Former Geneva-based bank

Trade Development Bank (TDB) was a private Geneva-based bank built by Edmond Safra, who also founded Brazil's sixth largest bank, Banco Safra, in the 1950s. Beginning with only US$1 million in funds, TDB grew into the flagship of Safra’s international banking empire, with nearly US$5 billion in deposits by the early 1980s. TDB's mode of banking was different from much of that done in the Western world, as it relied on intimacy and familiarity with depositors' personalities rather than balance sheets and hard numbers.

In 1983, Safra sold TDB for US$550 million to American Express. The acquisition was part of a plan by American Express chairman Jim Robinson to break into the private depositor banking industry; TDB was intended to be the third arm of American Express's financial empire, reaching wealthy, international private depositors. In exchange for TDB, Safra was inducted to the board of American Express.

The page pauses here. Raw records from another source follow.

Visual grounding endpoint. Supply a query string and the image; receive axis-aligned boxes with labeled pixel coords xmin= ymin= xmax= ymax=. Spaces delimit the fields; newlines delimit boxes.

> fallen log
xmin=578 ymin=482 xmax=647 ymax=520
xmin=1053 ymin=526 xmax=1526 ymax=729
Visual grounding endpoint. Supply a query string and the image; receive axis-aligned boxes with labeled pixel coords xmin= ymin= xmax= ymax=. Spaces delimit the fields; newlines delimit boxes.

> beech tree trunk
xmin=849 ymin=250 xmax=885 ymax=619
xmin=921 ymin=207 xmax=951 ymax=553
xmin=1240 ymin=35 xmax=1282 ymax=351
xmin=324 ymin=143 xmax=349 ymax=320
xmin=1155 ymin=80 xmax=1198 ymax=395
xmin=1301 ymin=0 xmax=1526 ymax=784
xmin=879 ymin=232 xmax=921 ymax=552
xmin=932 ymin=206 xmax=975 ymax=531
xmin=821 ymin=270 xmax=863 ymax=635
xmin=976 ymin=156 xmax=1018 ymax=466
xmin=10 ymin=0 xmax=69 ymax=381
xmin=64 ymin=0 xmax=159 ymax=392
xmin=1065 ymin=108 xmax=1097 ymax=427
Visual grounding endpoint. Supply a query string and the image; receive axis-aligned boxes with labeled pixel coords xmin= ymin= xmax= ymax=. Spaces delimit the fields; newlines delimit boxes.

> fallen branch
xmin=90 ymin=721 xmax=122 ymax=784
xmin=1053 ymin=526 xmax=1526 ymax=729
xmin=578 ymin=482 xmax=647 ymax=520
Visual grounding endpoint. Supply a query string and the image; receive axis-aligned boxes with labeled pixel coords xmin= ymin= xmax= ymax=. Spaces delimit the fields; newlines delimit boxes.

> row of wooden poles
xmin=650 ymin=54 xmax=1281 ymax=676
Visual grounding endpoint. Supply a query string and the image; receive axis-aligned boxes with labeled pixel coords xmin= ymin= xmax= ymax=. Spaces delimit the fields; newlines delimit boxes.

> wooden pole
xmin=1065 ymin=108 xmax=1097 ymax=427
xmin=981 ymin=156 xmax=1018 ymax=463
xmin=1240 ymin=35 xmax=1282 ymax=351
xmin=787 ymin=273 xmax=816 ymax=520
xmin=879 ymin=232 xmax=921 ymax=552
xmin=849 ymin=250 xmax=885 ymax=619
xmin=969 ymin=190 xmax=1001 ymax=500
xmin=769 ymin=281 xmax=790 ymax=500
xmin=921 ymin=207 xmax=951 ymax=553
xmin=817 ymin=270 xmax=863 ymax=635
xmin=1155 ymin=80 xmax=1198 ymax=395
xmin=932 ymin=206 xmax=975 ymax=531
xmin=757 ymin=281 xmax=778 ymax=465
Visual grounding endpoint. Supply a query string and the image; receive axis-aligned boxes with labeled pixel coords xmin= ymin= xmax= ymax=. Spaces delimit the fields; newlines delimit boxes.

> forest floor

However, TDB quickly realized that American Express was unable to uphold promises which had encouraged them to accept the deal, and that they had been excluded from important company decisions, such as the US$1 billion acquisition of Minneapolis financial services firm Investors Diversified Services. TDB was only notified of the Investors deal after their executives received a dispatch fresh from the Dow Jones news wire. Among other incidents, there was also a public announcement by American Express of a US$242 million earnings loss due to excessive insurance claims paid out through their California-based insurance company, Fireman's Fund. The claims contributed to American Express's first yearly net earnings loss; TDB was not given any warning of this.

After the claims incident, Safra tried to separate TDB from its parent company. When American Express repeatedly refused to sell TDB back to him, he went on to open a competing bank. In response, American Express acted on its suspicions about Safra's business activities, reporting to the media that he was being investigated by the FBI for involvement in the Iran–Contra affair, in addition to drug trafficking and collaboration with the mafia. These accusations were later confirmed to be false by Harry Freeman, Robinson's right-hand man and public relations chief; he would eventually resign from American Express. In July 1989, American Express publicly apologized to Safra and donated US$8 million to a charity of his choice.

In 1989, American Express sold its Swiss banking operations to Compagnie de Banque et d’Investissements.